As for the last part, if it were true you'd have a point. But we're not capturing or killing them! We made a half-hearted swipe at them, said "ehh, that's good enough" and turned around and attacked Iraq! Now, ok, no shed tears over Saddam Hussein, the man was a jackass and was on my better-dead list for some time, but the point is - he wasn't the enemy! He wasn't even friends with the enemy. In fact, if we didn't mind getting our hands a little dirty in the name of realpolitik (and let's face it, we never have before), he might have even been an ally. But we'll never know now, will we? No, instead of actually acting to neutralize the threat against us, we've instead gone out of our way to make new enemies out of people who previously were friendly or at least neutral towards us (http://www.cnn.com/2006/WORLD/asiapcf/09/07/robertson.sept11/index.html) and the ringleader of our original enemies (if you believe it was Al Quaeda; I didn't hear anything to the contrary until today) is still at large. And the government's gotten away with bungling this badly because they've manipulated our fear.
(One last thing: I don't often write anything here, but I did want to let you know, Mr. Clark - I love this site. It's so reassuring to have a reliable source of rational thought.)
Posted by: Kristy | Sep 13, 2006 at 06:08 PM
Has anyone seen this little gem of a fear appeal yet?

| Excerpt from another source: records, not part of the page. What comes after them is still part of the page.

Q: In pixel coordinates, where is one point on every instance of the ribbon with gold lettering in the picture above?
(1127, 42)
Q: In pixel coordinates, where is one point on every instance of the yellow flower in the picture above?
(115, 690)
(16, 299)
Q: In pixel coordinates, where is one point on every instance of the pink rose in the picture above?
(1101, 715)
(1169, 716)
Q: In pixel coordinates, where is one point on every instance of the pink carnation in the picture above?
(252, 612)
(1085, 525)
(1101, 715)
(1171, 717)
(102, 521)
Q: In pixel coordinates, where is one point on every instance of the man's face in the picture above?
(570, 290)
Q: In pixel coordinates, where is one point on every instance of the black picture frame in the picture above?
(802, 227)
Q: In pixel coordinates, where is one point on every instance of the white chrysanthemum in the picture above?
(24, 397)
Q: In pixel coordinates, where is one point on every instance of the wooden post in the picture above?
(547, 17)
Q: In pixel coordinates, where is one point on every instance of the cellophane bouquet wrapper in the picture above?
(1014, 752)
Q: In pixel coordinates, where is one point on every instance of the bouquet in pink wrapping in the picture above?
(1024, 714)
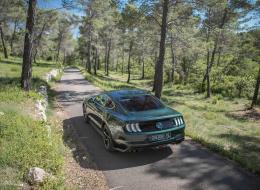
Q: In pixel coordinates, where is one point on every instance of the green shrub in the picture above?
(25, 143)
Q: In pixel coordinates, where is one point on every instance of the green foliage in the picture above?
(24, 141)
(210, 122)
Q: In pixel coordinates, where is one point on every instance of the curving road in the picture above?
(183, 166)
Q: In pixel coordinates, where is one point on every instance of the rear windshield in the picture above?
(140, 103)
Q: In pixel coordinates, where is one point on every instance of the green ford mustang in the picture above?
(131, 119)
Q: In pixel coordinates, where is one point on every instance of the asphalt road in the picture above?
(184, 166)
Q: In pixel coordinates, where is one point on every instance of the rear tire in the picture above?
(85, 115)
(107, 140)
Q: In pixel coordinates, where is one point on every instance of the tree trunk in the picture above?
(155, 63)
(58, 48)
(159, 68)
(105, 66)
(211, 62)
(95, 61)
(123, 60)
(89, 57)
(13, 36)
(37, 42)
(28, 45)
(98, 62)
(3, 41)
(129, 62)
(108, 57)
(173, 62)
(143, 67)
(254, 100)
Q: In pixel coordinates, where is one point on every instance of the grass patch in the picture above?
(24, 141)
(208, 120)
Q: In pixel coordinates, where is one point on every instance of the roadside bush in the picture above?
(26, 143)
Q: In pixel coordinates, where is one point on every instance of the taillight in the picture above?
(133, 127)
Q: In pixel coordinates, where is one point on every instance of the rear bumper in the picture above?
(134, 141)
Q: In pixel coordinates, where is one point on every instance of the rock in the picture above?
(37, 175)
(52, 74)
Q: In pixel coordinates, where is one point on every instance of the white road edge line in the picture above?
(119, 187)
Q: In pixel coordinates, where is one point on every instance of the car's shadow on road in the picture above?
(88, 137)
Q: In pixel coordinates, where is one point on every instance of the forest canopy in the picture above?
(211, 46)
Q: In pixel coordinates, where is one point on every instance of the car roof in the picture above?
(117, 94)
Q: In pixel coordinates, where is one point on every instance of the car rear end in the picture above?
(151, 133)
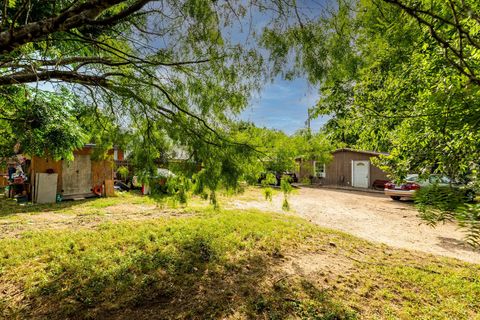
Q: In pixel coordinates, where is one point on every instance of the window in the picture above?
(319, 169)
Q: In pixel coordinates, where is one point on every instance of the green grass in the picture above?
(215, 264)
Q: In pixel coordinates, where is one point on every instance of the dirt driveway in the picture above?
(373, 217)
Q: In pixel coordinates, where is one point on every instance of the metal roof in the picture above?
(374, 153)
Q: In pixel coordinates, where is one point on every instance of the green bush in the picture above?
(440, 203)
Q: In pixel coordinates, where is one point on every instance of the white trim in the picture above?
(367, 163)
(322, 174)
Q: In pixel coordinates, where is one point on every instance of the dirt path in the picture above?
(373, 217)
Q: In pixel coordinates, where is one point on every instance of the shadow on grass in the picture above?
(9, 207)
(194, 284)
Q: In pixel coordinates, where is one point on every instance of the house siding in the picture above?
(100, 170)
(338, 171)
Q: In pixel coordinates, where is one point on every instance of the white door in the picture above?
(360, 174)
(77, 175)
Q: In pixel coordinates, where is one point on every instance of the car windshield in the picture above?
(438, 179)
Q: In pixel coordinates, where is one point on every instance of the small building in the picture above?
(81, 177)
(348, 168)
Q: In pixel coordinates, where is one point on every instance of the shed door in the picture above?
(77, 175)
(360, 174)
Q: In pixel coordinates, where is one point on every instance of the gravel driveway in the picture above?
(373, 217)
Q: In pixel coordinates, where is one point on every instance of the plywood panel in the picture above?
(109, 191)
(41, 165)
(77, 175)
(101, 170)
(46, 187)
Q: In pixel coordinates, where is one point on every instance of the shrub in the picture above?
(439, 204)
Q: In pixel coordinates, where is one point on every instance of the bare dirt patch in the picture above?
(372, 217)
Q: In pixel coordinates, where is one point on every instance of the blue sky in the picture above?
(283, 105)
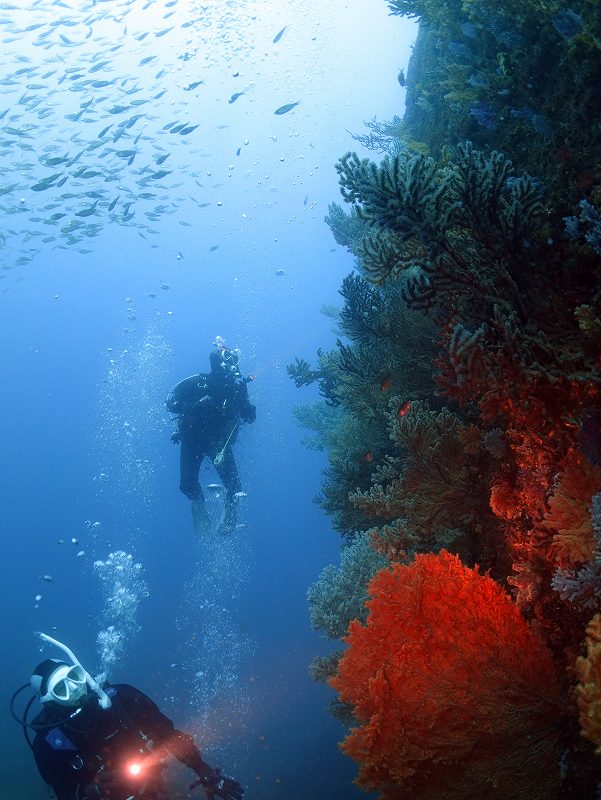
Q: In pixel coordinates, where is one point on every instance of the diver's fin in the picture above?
(200, 518)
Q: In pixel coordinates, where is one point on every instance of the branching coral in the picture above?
(455, 696)
(433, 486)
(340, 593)
(574, 541)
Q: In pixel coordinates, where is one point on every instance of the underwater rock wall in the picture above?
(465, 446)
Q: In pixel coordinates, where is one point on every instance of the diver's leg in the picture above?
(190, 458)
(228, 472)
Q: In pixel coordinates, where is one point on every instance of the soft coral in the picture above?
(455, 695)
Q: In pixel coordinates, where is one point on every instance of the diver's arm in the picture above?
(186, 394)
(248, 412)
(150, 719)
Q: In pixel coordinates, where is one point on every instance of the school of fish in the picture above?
(84, 141)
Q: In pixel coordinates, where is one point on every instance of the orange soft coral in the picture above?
(455, 696)
(569, 512)
(589, 686)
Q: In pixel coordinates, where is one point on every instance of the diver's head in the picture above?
(56, 681)
(224, 364)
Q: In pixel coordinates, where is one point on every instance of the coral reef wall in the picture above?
(461, 414)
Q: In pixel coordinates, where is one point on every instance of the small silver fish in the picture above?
(285, 109)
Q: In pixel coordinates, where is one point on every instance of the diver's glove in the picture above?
(105, 785)
(217, 785)
(250, 414)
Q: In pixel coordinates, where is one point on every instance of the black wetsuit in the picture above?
(71, 745)
(209, 409)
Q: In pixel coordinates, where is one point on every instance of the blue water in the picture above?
(217, 632)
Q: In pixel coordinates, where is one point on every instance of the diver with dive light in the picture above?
(210, 408)
(107, 742)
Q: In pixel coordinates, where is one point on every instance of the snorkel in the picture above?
(103, 698)
(218, 460)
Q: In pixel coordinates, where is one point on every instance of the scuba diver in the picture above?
(110, 742)
(210, 408)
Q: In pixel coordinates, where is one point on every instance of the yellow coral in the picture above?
(588, 690)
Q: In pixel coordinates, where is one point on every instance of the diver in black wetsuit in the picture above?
(210, 408)
(109, 742)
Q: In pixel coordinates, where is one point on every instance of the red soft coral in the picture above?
(455, 695)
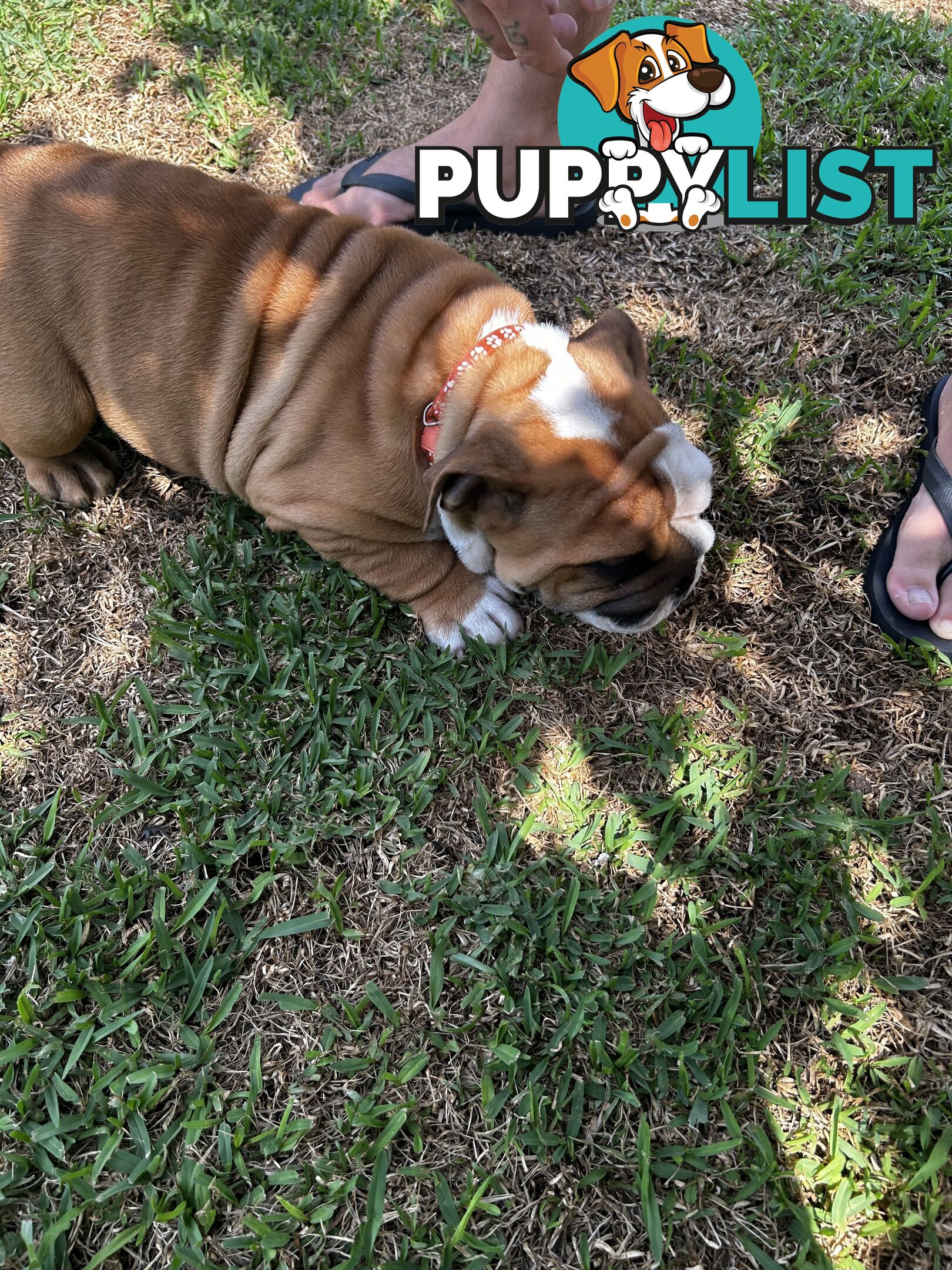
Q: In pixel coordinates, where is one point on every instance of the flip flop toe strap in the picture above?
(938, 483)
(387, 182)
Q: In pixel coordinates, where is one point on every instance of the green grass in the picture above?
(629, 1030)
(41, 46)
(863, 79)
(665, 986)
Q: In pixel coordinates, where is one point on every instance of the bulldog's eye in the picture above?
(622, 569)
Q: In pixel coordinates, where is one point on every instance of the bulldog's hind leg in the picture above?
(45, 423)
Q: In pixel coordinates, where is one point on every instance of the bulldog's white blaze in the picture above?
(688, 469)
(564, 393)
(470, 545)
(492, 617)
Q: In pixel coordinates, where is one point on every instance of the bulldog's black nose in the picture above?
(706, 79)
(638, 607)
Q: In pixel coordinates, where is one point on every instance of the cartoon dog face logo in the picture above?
(655, 79)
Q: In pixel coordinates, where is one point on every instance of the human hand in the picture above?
(532, 32)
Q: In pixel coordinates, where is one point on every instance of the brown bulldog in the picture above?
(287, 356)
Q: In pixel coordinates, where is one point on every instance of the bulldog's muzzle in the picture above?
(640, 610)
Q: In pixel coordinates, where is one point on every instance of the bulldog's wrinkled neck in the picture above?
(451, 335)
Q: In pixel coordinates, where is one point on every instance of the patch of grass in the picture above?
(672, 1037)
(41, 46)
(243, 58)
(894, 93)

http://www.rawstory.com/news/2006/911_themed_ad_to_tell_Americans_0911.html
Posted by: Kristin | Sep 13, 2006 at 06:30 PM
Sorry, the link doesn't work - I'm no good at HTML, can anyone tell me how to post a link?
Posted by: Kristin | Sep 13, 2006 at 06:31 PM
"Global Warming is a myth" books were being published by Regnery et al and sold in the B.Daltons in the mall where I worked for *years* before 9/11.